I disagree. The primary threat model for unencrypted http connections is a MITM attack. A middle box (a proxy or router) modifies the response payload to inject malicious content or modify the content. For an ordinary blog or personal website an attacker can gain compute, violate privacy, acquire a (minor) DDOS source, on the blogs users by injecting a script.
Another type of attack would modify the content of the site to suit the attackers purpose - either to hurt the author and/or their message. Consider the damage an attacker can do if they injected CSAM onto a person's blog. The victim's life would be ruined long before the wheels of justice turned (if they turn at all). The one mitigating factor is that you'd need to have reliable control over a relatively stable middle-box to execute this attack, but that's quite feasible. Last but not least don't underestimate the way software grows. Sooner or later someone is going to implement HTTP basic authentication over plain HTTP and, needless to say, that's a bad idea.
Look, I don't like it either. I remember when you could telnet into a server and interact with it. That was good for pedagogy and building a mental model of the protocol. But we have to deal with how things are, not how we want them to be.
What’s the argument that it can be worse for the author’s privacy?
In general, I think we should encrypt everything. The more encrypted stuff floating around, the less it stands out, and the better for everybody’s privacy. Of course, nowadays encrypted content is quite common. But it didn’t become that way without effort!
Thanks to let's encrypt it's now at least possible to get a valid certificate anonymously, but it's a pain that requires renewal every 60 to 90 days and puts you at their mercy.
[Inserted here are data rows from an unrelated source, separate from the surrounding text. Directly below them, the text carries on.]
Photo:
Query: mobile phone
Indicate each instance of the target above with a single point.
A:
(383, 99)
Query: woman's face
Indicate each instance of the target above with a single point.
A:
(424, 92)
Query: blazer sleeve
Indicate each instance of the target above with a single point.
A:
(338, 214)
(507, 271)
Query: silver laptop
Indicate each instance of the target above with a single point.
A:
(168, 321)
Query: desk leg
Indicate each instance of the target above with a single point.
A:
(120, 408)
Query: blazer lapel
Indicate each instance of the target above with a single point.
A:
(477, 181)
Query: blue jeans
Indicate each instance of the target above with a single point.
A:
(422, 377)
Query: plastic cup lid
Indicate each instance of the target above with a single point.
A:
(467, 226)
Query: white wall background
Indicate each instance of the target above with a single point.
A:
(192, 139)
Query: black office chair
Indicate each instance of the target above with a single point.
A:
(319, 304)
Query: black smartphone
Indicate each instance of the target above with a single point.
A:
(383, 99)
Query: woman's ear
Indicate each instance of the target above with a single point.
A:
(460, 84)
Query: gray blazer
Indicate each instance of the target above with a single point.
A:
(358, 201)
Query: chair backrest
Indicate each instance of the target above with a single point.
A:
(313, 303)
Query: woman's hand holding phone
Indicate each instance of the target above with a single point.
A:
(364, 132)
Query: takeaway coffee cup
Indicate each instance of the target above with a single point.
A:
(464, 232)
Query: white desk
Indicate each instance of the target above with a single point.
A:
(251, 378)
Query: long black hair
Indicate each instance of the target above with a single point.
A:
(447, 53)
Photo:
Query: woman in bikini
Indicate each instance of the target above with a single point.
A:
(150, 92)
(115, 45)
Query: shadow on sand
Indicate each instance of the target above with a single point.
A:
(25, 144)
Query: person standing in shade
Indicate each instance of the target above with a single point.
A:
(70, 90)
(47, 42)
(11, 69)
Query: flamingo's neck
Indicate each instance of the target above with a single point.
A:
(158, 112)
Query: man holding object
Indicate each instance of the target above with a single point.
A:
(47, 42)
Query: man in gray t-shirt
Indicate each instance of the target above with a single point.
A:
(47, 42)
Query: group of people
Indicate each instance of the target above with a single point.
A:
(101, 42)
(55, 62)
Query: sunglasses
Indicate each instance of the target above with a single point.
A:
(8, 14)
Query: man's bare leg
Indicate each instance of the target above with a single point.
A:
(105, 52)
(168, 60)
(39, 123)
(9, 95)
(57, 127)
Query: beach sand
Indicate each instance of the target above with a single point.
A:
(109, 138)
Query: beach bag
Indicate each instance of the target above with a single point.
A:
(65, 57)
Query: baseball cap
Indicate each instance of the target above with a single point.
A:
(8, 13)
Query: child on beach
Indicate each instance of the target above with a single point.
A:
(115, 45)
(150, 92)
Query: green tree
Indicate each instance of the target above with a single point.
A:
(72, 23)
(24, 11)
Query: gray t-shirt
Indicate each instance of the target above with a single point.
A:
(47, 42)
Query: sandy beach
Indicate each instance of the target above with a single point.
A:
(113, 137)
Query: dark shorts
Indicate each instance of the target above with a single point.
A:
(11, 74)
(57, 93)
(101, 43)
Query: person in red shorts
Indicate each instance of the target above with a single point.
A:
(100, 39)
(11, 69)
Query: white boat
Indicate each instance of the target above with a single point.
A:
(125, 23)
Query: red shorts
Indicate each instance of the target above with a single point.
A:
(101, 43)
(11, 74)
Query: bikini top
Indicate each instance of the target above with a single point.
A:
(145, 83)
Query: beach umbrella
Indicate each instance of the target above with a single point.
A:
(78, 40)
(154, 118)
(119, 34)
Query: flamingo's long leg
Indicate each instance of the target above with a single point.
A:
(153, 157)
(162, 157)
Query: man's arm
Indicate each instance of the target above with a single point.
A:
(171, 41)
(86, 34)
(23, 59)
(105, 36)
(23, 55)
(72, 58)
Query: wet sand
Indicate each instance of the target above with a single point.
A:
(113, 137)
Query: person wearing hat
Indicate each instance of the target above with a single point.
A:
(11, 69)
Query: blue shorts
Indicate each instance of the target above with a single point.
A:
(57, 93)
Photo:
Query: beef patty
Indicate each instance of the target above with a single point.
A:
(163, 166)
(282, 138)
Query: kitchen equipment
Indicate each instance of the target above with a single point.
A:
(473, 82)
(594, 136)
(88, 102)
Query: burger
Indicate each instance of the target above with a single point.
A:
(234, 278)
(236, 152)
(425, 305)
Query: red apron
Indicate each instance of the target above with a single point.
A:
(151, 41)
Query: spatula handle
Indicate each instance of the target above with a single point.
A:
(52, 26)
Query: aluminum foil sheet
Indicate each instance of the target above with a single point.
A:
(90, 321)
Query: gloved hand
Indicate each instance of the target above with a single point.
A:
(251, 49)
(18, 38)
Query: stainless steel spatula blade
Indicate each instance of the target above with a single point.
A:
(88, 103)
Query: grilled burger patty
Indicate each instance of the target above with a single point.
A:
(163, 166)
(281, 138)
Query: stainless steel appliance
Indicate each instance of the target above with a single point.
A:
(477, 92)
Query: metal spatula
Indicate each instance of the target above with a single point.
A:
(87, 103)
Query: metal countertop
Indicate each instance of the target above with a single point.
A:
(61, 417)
If they decide they don't like your brand of free speech it's lights out and they are the only game in town.
Yes, I know you can automate renewal if you have shell access, but you'll probably have to remember to do it manually if you use shared hosting that doesn't provide a cert for you.
That's a lot of work, and a lot of risk, to secure a message that's meant to be publicly broadcast in the first place.
I imagine it to be a bit like encrypting OTA television. Sure, you could stop a pirate broadcast from inpersonating your station by encrypting it, but that's not actually a threat model that applies to normal people most of the time and it makes everything far more complex.
Can your ISP MITM you? Yep, and if they do you should cancel your service then sue them into the ground.
Unfortunately this isn't 1999, and bad actors are everywhere. Even ISPs themselves (cough Comcast) have been injecting unsolicited new code into people's webpages for many years now.
Sometimes a blog post on a plain http web site doesnt need to be encrypted.